Se Olívia não fizesse um gesto conciliador, como se desse umas palmadas no amigo, talvez não se entendesse que estava brincando. Mas todos, pelo sorriso maroto que aflorou em sua fisionomia, perceberam que a tentativa da parceira era a de tornar a sessão menos tensa, assegurando o bom humor que caracterizava o relacionamento do grupo.

Não se atrapalhou Ariovaldo e enviou um careta alegre à colega, retomando as rédeas, segundo o tema:

— Vocês acham que devemos acatar o parecer geral dos que se apresentaram, ou seja, que fiquemos na expectativa de novas mensagens, sem dar ao público conhecimento do que nos trouxe tão atarefados? Levantem a mão os que aceitam esta tese.

Houve unanimidade, todos concordando com a proposta coincidente dos três que deram sugestões.
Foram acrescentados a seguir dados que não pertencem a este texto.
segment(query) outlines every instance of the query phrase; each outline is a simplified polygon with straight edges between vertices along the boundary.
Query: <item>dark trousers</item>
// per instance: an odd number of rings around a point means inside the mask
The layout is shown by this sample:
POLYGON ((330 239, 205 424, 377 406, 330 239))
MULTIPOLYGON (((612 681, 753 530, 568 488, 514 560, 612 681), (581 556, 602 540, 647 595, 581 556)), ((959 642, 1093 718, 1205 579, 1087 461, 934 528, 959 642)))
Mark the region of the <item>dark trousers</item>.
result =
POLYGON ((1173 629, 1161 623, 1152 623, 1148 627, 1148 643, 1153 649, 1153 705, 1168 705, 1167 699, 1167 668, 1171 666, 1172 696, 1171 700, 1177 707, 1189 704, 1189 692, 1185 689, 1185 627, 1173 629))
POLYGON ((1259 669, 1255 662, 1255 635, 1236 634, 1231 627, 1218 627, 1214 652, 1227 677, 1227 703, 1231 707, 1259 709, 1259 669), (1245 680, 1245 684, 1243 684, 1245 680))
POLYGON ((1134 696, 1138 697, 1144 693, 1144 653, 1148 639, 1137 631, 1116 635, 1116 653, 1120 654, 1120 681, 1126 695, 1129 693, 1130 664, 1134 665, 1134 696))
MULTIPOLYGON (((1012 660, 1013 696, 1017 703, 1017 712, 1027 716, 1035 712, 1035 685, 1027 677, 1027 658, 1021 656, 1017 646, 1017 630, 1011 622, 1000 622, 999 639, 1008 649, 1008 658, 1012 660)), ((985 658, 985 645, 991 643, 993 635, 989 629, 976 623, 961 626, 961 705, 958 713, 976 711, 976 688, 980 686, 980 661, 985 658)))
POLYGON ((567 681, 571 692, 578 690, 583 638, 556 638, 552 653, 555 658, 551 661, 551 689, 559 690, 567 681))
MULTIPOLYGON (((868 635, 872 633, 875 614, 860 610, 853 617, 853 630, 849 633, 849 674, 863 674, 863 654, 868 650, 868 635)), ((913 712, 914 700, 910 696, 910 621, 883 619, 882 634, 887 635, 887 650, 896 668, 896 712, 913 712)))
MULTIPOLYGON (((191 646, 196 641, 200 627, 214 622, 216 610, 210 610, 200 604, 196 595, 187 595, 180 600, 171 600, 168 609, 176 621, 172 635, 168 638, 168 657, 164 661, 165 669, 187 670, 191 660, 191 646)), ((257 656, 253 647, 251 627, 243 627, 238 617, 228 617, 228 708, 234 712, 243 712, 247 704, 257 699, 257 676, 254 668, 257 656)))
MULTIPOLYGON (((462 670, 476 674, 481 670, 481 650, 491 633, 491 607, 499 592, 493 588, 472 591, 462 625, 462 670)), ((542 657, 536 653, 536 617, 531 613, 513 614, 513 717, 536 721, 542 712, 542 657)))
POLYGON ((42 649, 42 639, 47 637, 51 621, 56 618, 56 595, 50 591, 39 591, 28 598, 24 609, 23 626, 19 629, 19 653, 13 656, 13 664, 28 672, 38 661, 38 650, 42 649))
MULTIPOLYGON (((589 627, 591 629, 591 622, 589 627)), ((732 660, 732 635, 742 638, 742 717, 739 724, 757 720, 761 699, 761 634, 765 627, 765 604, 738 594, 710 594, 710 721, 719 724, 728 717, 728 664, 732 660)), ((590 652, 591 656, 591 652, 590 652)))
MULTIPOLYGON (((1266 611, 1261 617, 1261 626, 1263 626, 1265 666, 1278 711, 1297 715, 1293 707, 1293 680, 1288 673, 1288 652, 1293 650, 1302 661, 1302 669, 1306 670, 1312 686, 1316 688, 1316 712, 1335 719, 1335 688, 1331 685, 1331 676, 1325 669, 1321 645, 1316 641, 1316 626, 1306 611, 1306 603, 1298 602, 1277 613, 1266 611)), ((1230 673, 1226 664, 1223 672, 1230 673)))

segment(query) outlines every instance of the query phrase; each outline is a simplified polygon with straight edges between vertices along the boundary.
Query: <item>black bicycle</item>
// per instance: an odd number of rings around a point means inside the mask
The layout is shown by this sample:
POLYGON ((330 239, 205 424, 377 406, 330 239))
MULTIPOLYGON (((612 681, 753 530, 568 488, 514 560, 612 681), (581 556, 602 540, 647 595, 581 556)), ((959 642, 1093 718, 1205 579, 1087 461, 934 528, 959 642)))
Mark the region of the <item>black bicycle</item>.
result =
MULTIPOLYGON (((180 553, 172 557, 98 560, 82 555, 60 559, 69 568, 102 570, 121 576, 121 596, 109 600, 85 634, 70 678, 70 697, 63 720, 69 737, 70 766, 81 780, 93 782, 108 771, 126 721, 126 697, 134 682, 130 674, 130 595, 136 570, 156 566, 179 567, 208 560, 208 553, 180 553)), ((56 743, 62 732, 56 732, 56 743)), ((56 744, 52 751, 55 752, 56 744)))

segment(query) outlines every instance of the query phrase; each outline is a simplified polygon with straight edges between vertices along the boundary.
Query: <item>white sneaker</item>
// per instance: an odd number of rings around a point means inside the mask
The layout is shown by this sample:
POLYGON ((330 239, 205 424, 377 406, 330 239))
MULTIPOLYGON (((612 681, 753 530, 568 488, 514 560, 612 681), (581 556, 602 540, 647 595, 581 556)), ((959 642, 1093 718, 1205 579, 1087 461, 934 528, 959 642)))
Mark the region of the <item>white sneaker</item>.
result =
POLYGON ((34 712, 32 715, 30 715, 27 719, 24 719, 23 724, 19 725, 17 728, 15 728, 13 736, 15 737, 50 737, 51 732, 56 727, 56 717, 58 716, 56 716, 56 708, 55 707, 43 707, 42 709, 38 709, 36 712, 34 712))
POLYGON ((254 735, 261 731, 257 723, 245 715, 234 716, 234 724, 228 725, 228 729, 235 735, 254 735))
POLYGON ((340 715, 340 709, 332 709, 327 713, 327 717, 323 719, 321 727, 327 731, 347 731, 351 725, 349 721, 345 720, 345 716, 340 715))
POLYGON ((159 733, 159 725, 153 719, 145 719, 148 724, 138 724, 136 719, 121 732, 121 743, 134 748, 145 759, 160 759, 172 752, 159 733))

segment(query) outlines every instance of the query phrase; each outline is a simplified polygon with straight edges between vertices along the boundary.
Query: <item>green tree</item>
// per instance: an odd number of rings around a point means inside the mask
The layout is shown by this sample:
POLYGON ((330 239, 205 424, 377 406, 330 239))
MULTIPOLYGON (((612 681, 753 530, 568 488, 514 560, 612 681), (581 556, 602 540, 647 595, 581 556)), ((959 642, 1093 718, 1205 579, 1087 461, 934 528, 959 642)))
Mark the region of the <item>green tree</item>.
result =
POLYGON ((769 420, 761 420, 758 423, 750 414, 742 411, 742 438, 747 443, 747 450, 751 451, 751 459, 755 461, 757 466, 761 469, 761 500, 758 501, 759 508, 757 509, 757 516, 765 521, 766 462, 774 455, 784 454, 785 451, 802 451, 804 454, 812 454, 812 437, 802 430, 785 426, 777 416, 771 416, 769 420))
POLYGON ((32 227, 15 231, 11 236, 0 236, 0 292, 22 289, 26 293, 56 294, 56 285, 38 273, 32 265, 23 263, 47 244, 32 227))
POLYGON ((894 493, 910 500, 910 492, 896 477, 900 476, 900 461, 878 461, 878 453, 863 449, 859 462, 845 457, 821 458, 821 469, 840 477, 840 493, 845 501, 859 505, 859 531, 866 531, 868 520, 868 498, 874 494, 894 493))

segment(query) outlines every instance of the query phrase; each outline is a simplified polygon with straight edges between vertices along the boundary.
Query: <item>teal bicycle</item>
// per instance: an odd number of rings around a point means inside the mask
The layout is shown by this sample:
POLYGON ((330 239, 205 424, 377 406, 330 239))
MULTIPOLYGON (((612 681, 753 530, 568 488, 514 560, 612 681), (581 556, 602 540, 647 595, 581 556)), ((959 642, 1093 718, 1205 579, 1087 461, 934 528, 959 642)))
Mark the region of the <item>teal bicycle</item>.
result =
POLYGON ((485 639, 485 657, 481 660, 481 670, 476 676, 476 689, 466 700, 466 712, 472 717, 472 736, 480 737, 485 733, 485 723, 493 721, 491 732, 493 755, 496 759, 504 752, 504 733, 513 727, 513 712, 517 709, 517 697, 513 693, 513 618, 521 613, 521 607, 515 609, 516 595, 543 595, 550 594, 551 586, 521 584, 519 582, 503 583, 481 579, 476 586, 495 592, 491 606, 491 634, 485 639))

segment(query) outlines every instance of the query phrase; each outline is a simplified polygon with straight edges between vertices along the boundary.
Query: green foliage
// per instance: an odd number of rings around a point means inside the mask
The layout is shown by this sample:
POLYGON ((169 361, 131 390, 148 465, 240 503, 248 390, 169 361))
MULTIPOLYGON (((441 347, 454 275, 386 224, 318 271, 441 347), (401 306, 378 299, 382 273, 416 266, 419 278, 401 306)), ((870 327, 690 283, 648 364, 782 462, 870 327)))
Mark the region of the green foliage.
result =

Ariovaldo voltou a consultar a turma:

— Quanto a elaborar um questionário, vocês estão de acordo? Quem estiver levante a mão.

Houve apenas um voto a favor, o do dono da idéia, Silvinho. Ariovaldo aduziu:

— Pela minha experiência, fica-me claro que o povo quer que você redija as perguntas.

Um franco sorriso de aprovação demonstrou que havia o grupo superado os momentos mais difíceis. A partir daquele instante, cada qual sabia que estava integrado num ambiente de acatamento das noções espíritas que vinham assimilando. Ariovaldo não se esqueceu de Plínio e ofereceu-lhe um tempinho para que demonstrasse quais impressões estava levando da sessão:

— Fale você, ó magno causador do rebuliço, meu irmão querido, Plínio.

Plínio olhou demoradamente para cada rosto voltado para si, fez um gesto característico de quem abraça amorosamente a cada um e resumiu o que sentia numa única expressão:

— Muito obrigado!

Mas Ariovaldo, depois que percebeu que as reações de afeto serenaram, chamou-o a cooperar um pouco mais:

— Desta você não se safa tão facilmente. Queira, por favor, dizer a prece de encerramento.